If I remove my custom certificate, returning the OMS to the demo certificate, the issue disappears, then returns if I reinstall the custom certificate.
If I remove patch 19948000, the issue disappears, and does not return whether I use a custom certificate or a demo certificate.
If I remove the IfDefine SSL directive, the issue disappears, and does not return whether I use a custom certificate, a demo certificate, or whether or not I have patch 19948000 installed.
I attempted to replicate this behavior with an SSL certificate that did not come from a true certificate authority, by using OpenSSL to create a CA, create a cert, sign it, then install it into OHS per the documentation in MOS note 1399293.1, but I could not reproduce it, possibly due to the fact that I used a certificate signed directly by a root CA (as with the demo certificate) instead of a certificate signed by an intermediate chain certificate signed by a root CA, as with the paid-for commercial certificate that revealed the issue. I have not had a chance to test that configuration.

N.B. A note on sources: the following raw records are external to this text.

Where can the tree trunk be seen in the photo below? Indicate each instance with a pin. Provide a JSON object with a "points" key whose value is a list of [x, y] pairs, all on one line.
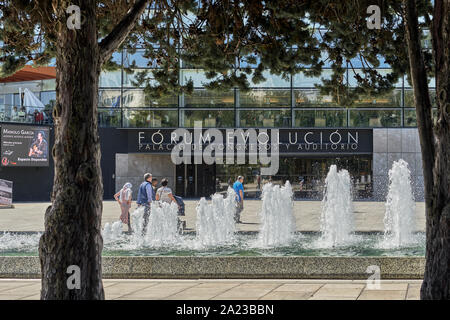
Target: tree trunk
{"points": [[73, 222], [435, 145], [436, 284]]}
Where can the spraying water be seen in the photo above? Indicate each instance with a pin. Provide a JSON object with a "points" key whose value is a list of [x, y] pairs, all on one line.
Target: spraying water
{"points": [[215, 222], [162, 227], [400, 207], [337, 222], [277, 217], [112, 232]]}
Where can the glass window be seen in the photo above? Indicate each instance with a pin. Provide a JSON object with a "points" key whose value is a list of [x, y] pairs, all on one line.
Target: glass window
{"points": [[207, 98], [410, 118], [352, 82], [109, 98], [138, 99], [138, 58], [272, 81], [375, 118], [209, 118], [48, 85], [198, 77], [312, 99], [130, 78], [409, 98], [265, 98], [150, 118], [300, 80], [48, 98], [109, 117], [320, 118], [264, 118], [110, 78], [389, 100]]}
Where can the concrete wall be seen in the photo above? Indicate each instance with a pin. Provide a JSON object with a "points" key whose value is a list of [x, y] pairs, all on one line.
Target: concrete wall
{"points": [[390, 145], [132, 167]]}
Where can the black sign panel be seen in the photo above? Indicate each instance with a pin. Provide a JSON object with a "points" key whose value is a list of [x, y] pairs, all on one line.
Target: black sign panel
{"points": [[288, 141], [24, 146]]}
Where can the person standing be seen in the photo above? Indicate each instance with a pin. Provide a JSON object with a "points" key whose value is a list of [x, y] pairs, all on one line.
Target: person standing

Unfortunately, removing patch 19948000 means that OHS cannot refuse SSLv3 connections, and removing the custom certificate reverts the system back to the demo certificate that I do not wish to use, both of which will represent audit findings in regulated sites.
Due to this issue, I have edited my EM12c security checkup script to remove my recommendation to install patch 19948000, although I still have it installed. For security reasons, I will leave my system in the workaround state I have described here, as I want SSLv3 disabled, and I want LOW strength cipher suites disabled, and I want to use a custom SSL certificate, but I accept the risk that I may have to undo this setup at any time to receive support or to successfully apply later patches. You will have to make your own decisions based on your site’s audit requirements and the availability of personnel to validate your configuration and handle future patching.
I would be very interested if anyone else reading this has encountered this issue, as I do not know if my installation somehow uniquely surfaces this behavior or if the certificate vendor that we used has some strange settings on their certificates that cause confusion for OHS.